De acordo com o Ministério da Saúde existem novos dados sobre dengue, zika e chikungunya. Até o início do mês abril deste ano, foram 451.685 casos prováveis da doença registrados, um aumento de 339% dos casos de dengue registrados.

Ainda, com base nos dados do ministério, 994 municípios exibem alto índice de infestação, com risco de surto para dengue, zika e chikungunya.

Rodrigo Said, Coordenador Geral dos Programas Nacionais de Controle e Prevenção da Malária e das Doenças Transmitidas pelo Aedes, informou que:

“O ano de 2019 tem sido caracterizado pelo aumento de casos. O cenário geral para dengue é de 451.685 casos prováveis da doença. Sendo 65% dos casos registrados na região sudeste, principalmente pelo nas regiões de São Paulo e Minas Gerais”.

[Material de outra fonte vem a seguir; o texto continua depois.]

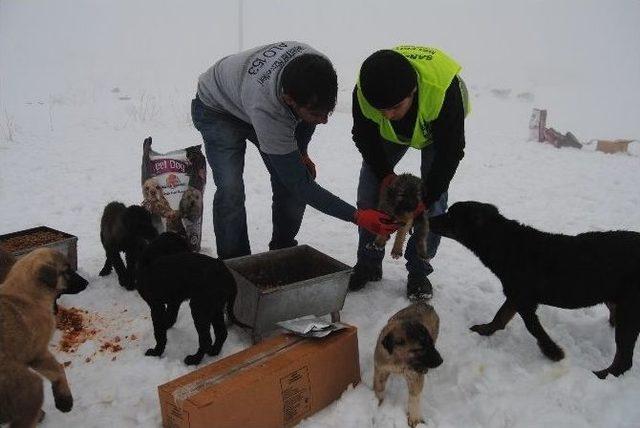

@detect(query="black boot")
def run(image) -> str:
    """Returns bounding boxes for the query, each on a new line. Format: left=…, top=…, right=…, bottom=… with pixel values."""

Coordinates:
left=407, top=273, right=433, bottom=302
left=349, top=263, right=382, bottom=291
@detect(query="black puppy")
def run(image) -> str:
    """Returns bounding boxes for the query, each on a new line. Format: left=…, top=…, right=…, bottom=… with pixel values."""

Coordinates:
left=99, top=202, right=158, bottom=290
left=430, top=202, right=640, bottom=379
left=137, top=233, right=247, bottom=365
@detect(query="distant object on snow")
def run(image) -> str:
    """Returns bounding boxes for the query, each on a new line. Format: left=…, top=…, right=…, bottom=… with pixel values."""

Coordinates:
left=529, top=108, right=582, bottom=149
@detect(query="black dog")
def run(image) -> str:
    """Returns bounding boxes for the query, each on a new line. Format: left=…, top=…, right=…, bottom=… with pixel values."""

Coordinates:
left=430, top=202, right=640, bottom=379
left=137, top=233, right=248, bottom=365
left=99, top=202, right=158, bottom=290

Casos de dengue, zika e chikungunya

Até a primeira quinzena de abril deste ano, foram registrados 451.685 casos prováveis de dengue no país, aumento de 339,9% em relação ao mesmo período de 2018, quando foram registrados 102.681 casos.

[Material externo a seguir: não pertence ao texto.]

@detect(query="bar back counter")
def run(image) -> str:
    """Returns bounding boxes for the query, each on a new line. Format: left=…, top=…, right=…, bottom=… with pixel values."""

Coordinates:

A ocorrência, que considera a proporção de casos em relação ao número de habitantes, apresenta taxa de 216,6% casos/100 mil habitantes. O porcentual de mortes pela doença também teve aumento, de 186,3%, passando de 66 para 123 mortes.

Já em relação à zika, foram registrados 3.085 casos, com incidência de 1,5 caso/100 mil hab. No ano passado, no mesmo período, fora registrada 3.001 casos prováveis. Em 2019, não foram registrados óbitos por zika.

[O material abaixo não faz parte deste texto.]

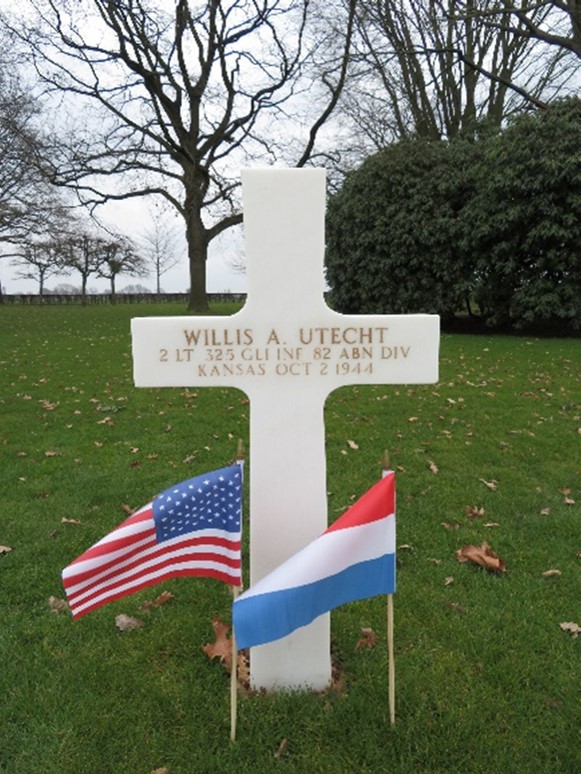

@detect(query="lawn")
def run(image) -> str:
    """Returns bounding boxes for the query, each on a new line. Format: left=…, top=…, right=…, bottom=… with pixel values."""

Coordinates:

Além disso, foram registrados 24.120 casos de chikungunya no país, com uma ocorrência de 11,6 casos/100 mil hab. Em relação ao ano passado, foram 37.874 casos – uma redução de 36,3%. Já em relação a esse ano, não foram confirmados óbitos por chikungunya.

Ações de combate à dengue

As ações de prevenção e combate ao mosquito Aedes aegypti são permanentes e tratadas como prioridade pelo Governo Federal.

Todas as ações são organizadas e monitoradas pela Sala Nacional de coordenação e Controle para enfrentamento do Aedes, que age em conjunto com outros órgãos, como o Ministério da Educação, da Integração, do Desenvolvimento Social, do Meio Ambiente, entre outros.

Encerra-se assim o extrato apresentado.